The first floor has a humble living space and a kitchen off the back, while the second floor has a few sleeping spaces carved out of its small space, with pine walls going up about 3 feet from the unfinished wood floor. The ceiling hovers about a foot over your head once you walk in the front door.
"I can remember as a kid and my granddaddy growing tobacco for himself," he said of the house, which is now mainly used for storage. "He'd have it drying downstairs."
Across the street is an old store his cousin, Cecil, ran with his father for years.
"I don't know what's in there now. My dad and Cecil used to run that store, just selling staples and kerosene and tobacco and meal and flour," Blackstock said.
And across from the corner with the old store is a white wood frame house with a wide front porch. Several outbuildings, chicken houses and a stately old barn dot the property.
Blackstock has a photo of the barn that looks to date to the 1920s but even in that photo, he noted, the barn still looks old.
Behind the white house is a shed made of chestnut logs, and sitting back on the fenceline is the home's outhouse.
"It's a three-holer - got room for all of us," he quipped. "In case you got company."
Blackstock was born in that white house, he said, and it's where his father passed away. His mother moved in with family after her husband died.
"My mother thought she'd come back. She didn't let any of the kids have it," he said.
Unfortunately, that day never came, and the house still sits, unoccupied.
That's the burden of being born into a family with farmland and generations of homes built on it: You can have the house built by previous generations, but you have to fix it back up.
For now, though, the property remains held by the family, waiting for the day when it can be fixed up by a grandson or granddaughter.
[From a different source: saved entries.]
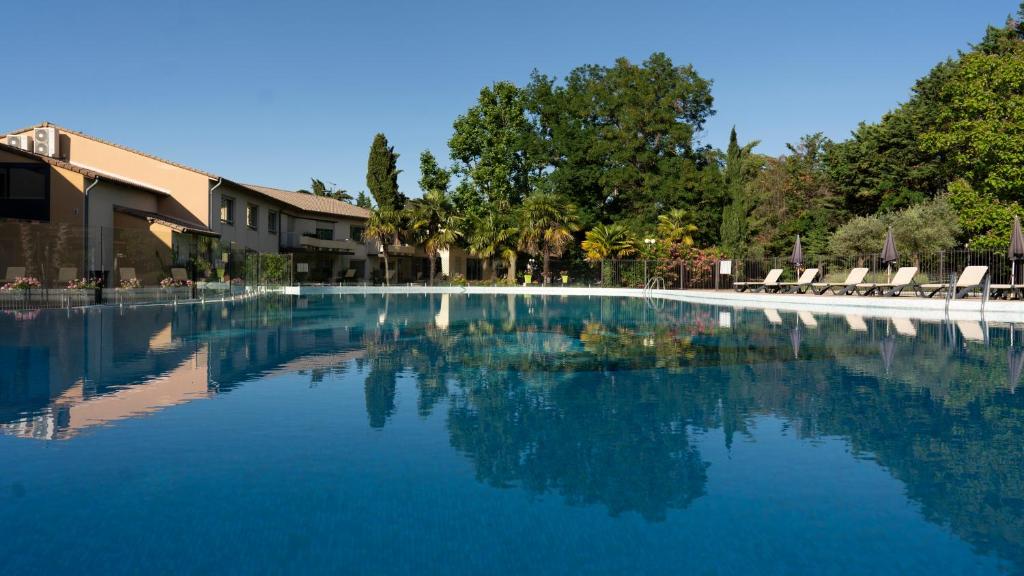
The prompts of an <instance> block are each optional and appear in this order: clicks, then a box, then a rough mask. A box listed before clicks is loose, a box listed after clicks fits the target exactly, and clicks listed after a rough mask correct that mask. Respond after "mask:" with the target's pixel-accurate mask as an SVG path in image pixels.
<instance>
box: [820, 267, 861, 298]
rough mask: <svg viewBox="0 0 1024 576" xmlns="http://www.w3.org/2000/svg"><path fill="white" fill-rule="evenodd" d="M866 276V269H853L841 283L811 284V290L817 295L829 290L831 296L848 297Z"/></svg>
mask: <svg viewBox="0 0 1024 576" xmlns="http://www.w3.org/2000/svg"><path fill="white" fill-rule="evenodd" d="M866 276H867V269H866V268H855V269H853V270H851V271H850V274H848V275H847V276H846V280H844V281H843V282H816V283H814V284H811V290H813V291H814V293H815V294H818V295H821V294H824V293H825V292H827V291H829V290H831V292H833V294H846V295H850V294H853V293H854V292H855V291H856V290H857V286H858V285H859V284H861V283H863V282H864V278H865V277H866Z"/></svg>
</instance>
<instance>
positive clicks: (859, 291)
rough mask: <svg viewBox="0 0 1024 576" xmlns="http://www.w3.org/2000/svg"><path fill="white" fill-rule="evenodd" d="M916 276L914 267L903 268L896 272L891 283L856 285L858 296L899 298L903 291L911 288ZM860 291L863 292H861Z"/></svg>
mask: <svg viewBox="0 0 1024 576" xmlns="http://www.w3.org/2000/svg"><path fill="white" fill-rule="evenodd" d="M914 276H918V269H916V268H915V266H903V268H901V269H899V270H898V271H896V274H895V275H894V276H893V280H892V282H885V283H878V284H876V283H866V284H858V285H857V290H858V292H857V293H858V294H861V295H863V296H869V295H871V294H878V295H880V296H899V295H900V294H901V293H902V292H903V290H904V289H906V288H908V287H913V286H914V283H913V277H914ZM861 290H863V291H862V292H861Z"/></svg>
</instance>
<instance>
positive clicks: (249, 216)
mask: <svg viewBox="0 0 1024 576" xmlns="http://www.w3.org/2000/svg"><path fill="white" fill-rule="evenodd" d="M258 222H259V206H256V205H255V204H246V225H247V227H249V228H251V229H252V230H256V225H257V224H258Z"/></svg>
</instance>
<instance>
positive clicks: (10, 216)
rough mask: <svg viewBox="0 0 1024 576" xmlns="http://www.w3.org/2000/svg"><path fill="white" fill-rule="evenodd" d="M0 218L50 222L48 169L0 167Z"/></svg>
mask: <svg viewBox="0 0 1024 576" xmlns="http://www.w3.org/2000/svg"><path fill="white" fill-rule="evenodd" d="M0 217H3V218H16V219H23V220H41V221H48V220H49V219H50V169H49V166H47V165H45V164H0Z"/></svg>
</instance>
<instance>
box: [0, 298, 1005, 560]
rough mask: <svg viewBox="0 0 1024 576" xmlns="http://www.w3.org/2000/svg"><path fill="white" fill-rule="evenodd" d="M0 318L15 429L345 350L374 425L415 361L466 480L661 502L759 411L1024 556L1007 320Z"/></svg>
mask: <svg viewBox="0 0 1024 576" xmlns="http://www.w3.org/2000/svg"><path fill="white" fill-rule="evenodd" d="M0 334H3V335H4V338H3V340H2V341H3V343H2V344H0V364H2V365H3V366H6V367H9V368H8V369H6V370H3V371H0V427H2V429H3V431H5V433H7V434H10V435H15V436H23V437H32V438H43V439H68V438H72V437H74V436H75V435H77V434H80V433H81V431H83V430H85V429H87V428H89V427H90V426H97V425H108V424H112V423H115V422H117V421H118V420H122V419H125V418H133V417H139V416H145V415H146V414H152V413H154V412H156V411H159V410H163V409H166V408H168V407H171V406H174V405H178V404H181V403H185V402H191V401H196V400H202V399H205V398H209V397H211V396H213V395H218V394H225V393H228V392H230V390H231V389H232V388H234V387H237V386H239V385H242V384H244V383H245V382H249V381H253V380H257V379H260V378H266V377H269V376H274V375H281V374H294V373H304V374H308V375H309V378H310V382H312V383H315V382H316V381H318V380H321V379H323V378H324V377H325V376H326V375H328V374H331V373H345V372H348V371H352V370H353V369H355V368H356V367H357V368H358V369H359V370H360V371H361V372H360V374H361V385H362V386H364V395H365V404H366V413H367V422H368V425H369V426H371V427H375V428H381V427H386V426H387V425H388V423H389V422H390V421H391V420H392V419H393V418H394V417H395V415H396V413H397V407H398V402H397V399H396V397H397V395H399V394H401V392H400V389H401V386H400V385H399V380H400V379H402V378H410V379H411V380H412V381H413V382H414V383H415V385H414V386H413V389H414V390H415V392H414V394H415V395H416V398H415V407H416V411H417V413H419V414H421V415H429V414H431V413H433V411H435V410H439V409H443V410H444V411H445V412H444V414H445V426H446V434H447V436H449V439H447V440H449V443H450V445H451V446H452V447H453V448H454V449H455V450H457V451H458V453H459V454H461V455H462V456H463V457H465V458H467V459H468V460H469V461H470V462H471V463H472V466H473V470H474V474H475V476H476V479H477V480H478V481H479V482H481V483H484V484H486V485H489V486H494V487H500V488H506V487H516V488H517V489H520V490H525V491H529V492H532V493H537V494H545V493H554V494H558V495H559V496H560V497H561V498H562V499H563V500H564V501H565V503H567V504H570V505H601V506H604V507H605V508H606V509H607V510H608V512H609V513H611V515H621V513H626V512H636V513H638V515H640V516H641V517H642V518H644V519H646V520H647V521H650V522H660V521H663V520H665V519H666V517H667V515H668V513H669V511H670V510H673V509H684V508H686V507H687V506H689V505H690V504H691V503H692V502H693V501H695V500H697V499H699V498H701V497H702V496H703V494H705V493H706V492H707V486H708V483H709V465H710V464H709V462H708V461H707V459H706V458H705V457H703V456H702V455H701V453H700V443H699V442H698V441H697V438H698V437H701V436H706V435H707V433H708V431H709V430H713V429H716V430H718V429H720V430H722V433H723V437H724V442H725V443H726V445H727V446H731V445H732V443H733V442H735V441H736V439H737V438H740V437H743V436H750V435H751V434H752V429H753V428H754V427H755V426H756V425H757V422H758V421H759V419H760V418H763V417H765V416H771V417H777V418H782V419H784V420H785V421H786V422H787V425H788V426H790V428H788V429H792V430H794V433H795V434H796V435H797V436H798V438H801V439H815V438H823V437H837V438H843V439H845V440H846V441H847V442H849V444H850V446H851V450H852V451H854V453H856V454H870V455H871V456H872V457H873V459H876V460H877V461H878V462H879V464H880V465H882V466H883V467H884V468H885V469H887V470H889V472H890V474H891V475H892V476H893V477H895V478H897V479H899V480H900V481H901V482H903V483H904V484H905V485H906V494H907V497H909V498H910V499H912V500H914V501H916V502H919V503H920V504H921V506H922V510H923V515H924V516H925V517H926V518H928V519H929V520H931V521H933V522H935V523H938V524H941V525H944V526H949V527H950V528H951V530H952V531H953V532H954V533H955V534H957V535H958V536H959V537H962V538H964V539H965V540H966V541H968V542H971V543H972V544H973V545H975V546H976V547H977V548H978V549H979V550H981V551H984V552H995V553H997V554H998V556H1000V557H1001V558H1004V559H1006V560H1008V561H1011V562H1013V563H1015V565H1016V566H1024V497H1022V495H1024V472H1022V466H1021V462H1024V426H1022V425H1021V422H1024V400H1022V398H1024V395H1021V394H1018V390H1017V388H1018V387H1019V385H1020V379H1021V373H1022V369H1024V352H1022V344H1024V341H1022V340H1024V335H1022V334H1021V333H1020V329H1019V328H1018V327H1015V326H1011V325H1007V324H994V323H993V324H989V323H986V322H984V321H983V320H980V319H979V320H977V321H957V322H951V323H931V322H920V321H916V320H910V319H907V318H893V319H881V318H866V317H862V316H856V315H845V316H824V315H818V314H810V313H806V312H803V313H799V314H798V313H788V312H781V311H771V310H768V311H758V310H738V308H722V307H716V306H699V305H688V304H682V303H673V304H669V305H666V306H664V307H659V308H652V307H650V306H647V305H645V304H644V302H643V301H642V300H639V299H637V300H623V299H611V298H586V297H580V298H568V299H561V298H558V297H550V296H531V297H514V296H465V295H447V294H432V295H392V296H387V297H382V296H367V297H364V296H341V297H308V298H306V297H303V298H288V297H281V298H261V299H254V300H247V301H239V302H231V303H226V304H212V305H183V306H177V307H166V306H154V307H139V308H133V310H124V311H122V310H117V308H102V310H90V311H87V312H80V311H72V312H70V313H69V312H61V311H45V312H44V313H41V314H38V315H35V316H34V317H29V318H26V317H18V316H15V315H10V314H7V315H0Z"/></svg>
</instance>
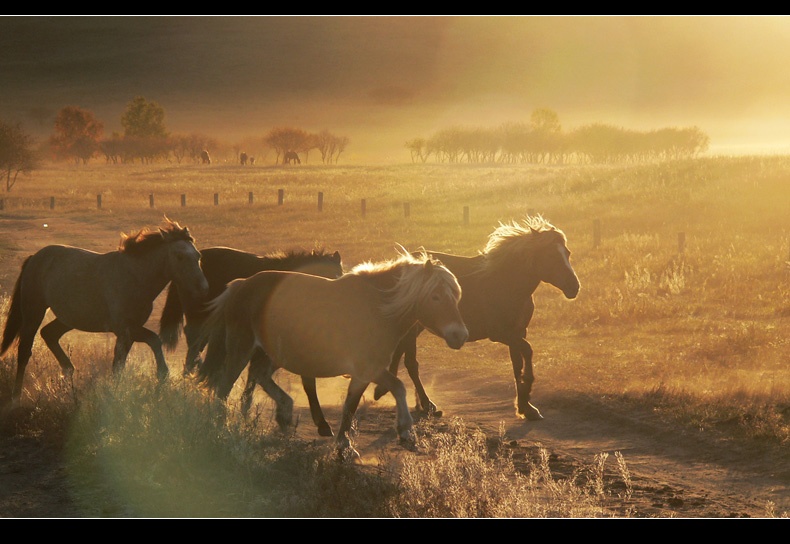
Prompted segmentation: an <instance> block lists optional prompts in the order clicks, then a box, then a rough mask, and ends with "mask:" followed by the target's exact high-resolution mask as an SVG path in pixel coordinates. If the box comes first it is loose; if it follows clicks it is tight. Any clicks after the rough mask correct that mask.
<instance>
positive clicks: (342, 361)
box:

Blackstock added that he wouldn't mind selling one of the old family homes, but to someone who could move it and restore it.
If family members move away and stop paying property taxes - or, there's no one left to pay the taxes - the property is put up for auction, according to Hall County Tax Commissioner Keith Echols.
"What we do, once the 90 days is passed, which just passed March 1, the final notices that I send out to the property owners telling them that if they don't pay by April 1 that it's going to be turned over to collections."
At that point, he said, the tax assessor's office starts proceedings for a tax sale on the courthouse steps.
"They find the new addresses and find who and if the property has transferred hands," he said. "Then we notify the right people and then, if there is a mortgage on the property, the mortgage company gets notified and they normally pay the taxes to protect their interest." The first tax sale this year for Hall County will be in July.
So far, Echols said, the rate of unpaid property taxes is about the same as last year. "It's about 4,000 pieces of tax bills not paid yet."
The taxes aren't the only cost of keeping up these old buildings, though.
Next door to the old Blackstock store is a corn mill owned by Blackstock's cousin, Cecil. It stays in the family - and may still work, Blackstock said - but the cost of fixing it up is the roadblock.
"I don't know, it hadn't worked in years - nobody's tried," he said. "I wish I had the money to really fix it up and keep it looking nice."
Ashley Bates contributed to this story.